Doch zuvor hatte der Jungbauer Lehre und Fachschulabschluß gemacht, hatte die ökologische
Umstellung des elterlichen Hofes in Angriff genommen. Mitte der 70er Jahre geriet er in eine schwere Identitätskrise, in der sich die marxistische These zu bewahrheiten schien, die die Geisteskrankheiten als Reaktionen auf die gesellschaftliche Entfremdung deutet.

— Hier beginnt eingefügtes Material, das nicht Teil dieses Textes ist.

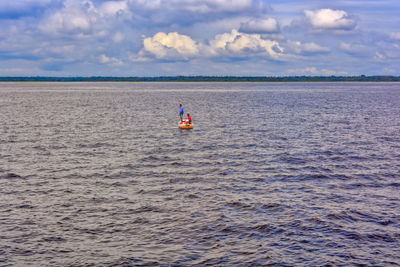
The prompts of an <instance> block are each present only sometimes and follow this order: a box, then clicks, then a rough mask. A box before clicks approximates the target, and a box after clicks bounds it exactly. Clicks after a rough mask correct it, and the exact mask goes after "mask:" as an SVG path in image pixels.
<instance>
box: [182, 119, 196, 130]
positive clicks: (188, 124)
mask: <svg viewBox="0 0 400 267" xmlns="http://www.w3.org/2000/svg"><path fill="white" fill-rule="evenodd" d="M179 128H180V129H193V122H192V123H191V124H189V120H184V121H179Z"/></svg>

Die Suche nach neuen Mustern der Selbstvergewisserung, nach einem tragbaren Denken und Verhalten, in denen der tiefverwurzelte bäuerliche Arbeitsgestus, zB. das reihenlange, rhytmische „BetBücken“ und Schreiten im Ornament einer zweckbezogenen Land-Art, wieder Sinn machen konnte, fand Anfang der 80er Jahre mit ersten Austellungen und Auftritten als Künstler ihren Abschluß. Nachdem sich FPK als Vogelscheuche auf den Acker gestellt hatte, ließ sich zu seiner bisherigen Lebenswelt soweit innerlicher Abstand gewinnen, daß ihm diese als Fundus für ein ausgesprochen eigenständiges bildnerisches Werk verfügbar wurde.

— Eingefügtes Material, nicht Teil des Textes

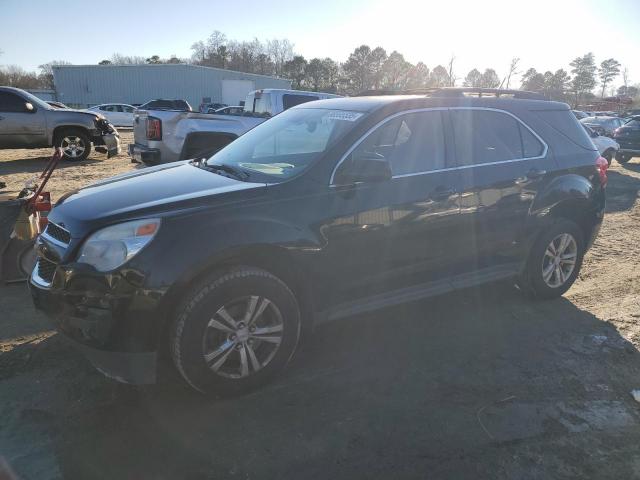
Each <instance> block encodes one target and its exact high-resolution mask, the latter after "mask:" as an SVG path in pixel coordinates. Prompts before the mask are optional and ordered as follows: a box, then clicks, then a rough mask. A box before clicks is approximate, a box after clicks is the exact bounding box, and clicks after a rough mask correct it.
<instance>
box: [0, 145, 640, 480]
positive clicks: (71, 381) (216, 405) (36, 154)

Der archaische Symbolismus seiner Aktionen und Objekte, Feldzeichen und Bilder, der Tänze zum Metronom fließenden Wassers und dem "Storchgeklapper" der Baumrindenröhrentrommel, der Erdbilder, Zeitschreine, Lebens- blätter und Lebensbretter, in denen das erlebnispralle Tagwerk in der Demutsgeste einer einzelnen Kerbe oder eines einzelnen Striches aufgeht, trägt ethnologische Akzente. Außerdem enthält sie Elemente von "Individueller Mythologie" und "Spurensicherung", Positionen der jungen Kunstgeschichte, die mit Joseph Beuys und Nikolaus Lang bekannt wurden. Doch die Nähe der Vita Pröbster-Kunzels zur psychologischen Biographie des Kunsthistorikers und Privatgelehrten Aby Warburg, der sich durch die Auseinandersetzung mit primitiver Kunst, namentlich den Schlangenritualen der Puebloindianer aus dem Gefängnis seiner Psychose befreite, legt nahe, die Herkunft der formalen Vorgaben seiner Kunst jenseits der Strömungen der 70er Jahre zu suchen. Sie liegen in der eigenen Authentizität und der nachhaltigen körperlichen Beanspruchung und
Formung durch das Landleben, die in Pröbster Kunzel auf einen eigensinnig musikalischen Widerspruchsgeist treffen. Warburg beklagt in seinem Kreuzlinger Vortrag über das Schlangenritual 1923, die mythisch-magische Zähmung der Übermächte Giftzahn und Blitzschlag, daß die technologische Herrschaft des Menschen den Andachtsraum des Mythos ebenso wie den Denk- und Nachdenk-Raum der Naturwissenschaft zerstört hätte. Pröbster-Kunzel, der in diesem Zusammenhang als spirituelles Opfer der industrialisierten Landwirtschaft ange-sehen werden kann, hat bereits Ende der 70er Jahre in ersten Kunst-"Schweinereien" unsere heutige BSE und MKS - Apokalypse vorweg-genommen.
Im Kunstverein Weiden wird der Oberpfälzer EigensinnWeltenbauer neben einer Fotodokumentation seiner Entwicklungsgeschichte Objekte und Bilder zeigen. Die Aufnahmen hängen im Bürobereich unserer Einrichtung. Dort wird man auch eine Informationswand von Dr. Michael Ziereis, dem stellvertretenden Direktor des Bezirkskrankenhauses Wöllershof, über bereits klassisch gewordene „Lebens(t)räumer“ finden. Besonderes Interesse jedoch verdient Pröbster-Kunzels Tanz- und Klangperformance mit Instrumenten aus Baumrinde. Diese wird Teil einer interaktiven Veranstaltung sein, die auch Formen schamanischer Heilrituale verwendet. In ihrem Zentrum fungiert FPK als Taktgeber. Das Publikum hat im Ausstellungsraum, der zum Großteil mit linierten Feldsteinen ausgefüllt sein wird, "Grenzsteine" eines verlorenen Ordnungsgefüges zu setzen und tritt selber als Stücke eines kosmologischen Bildganzen auf.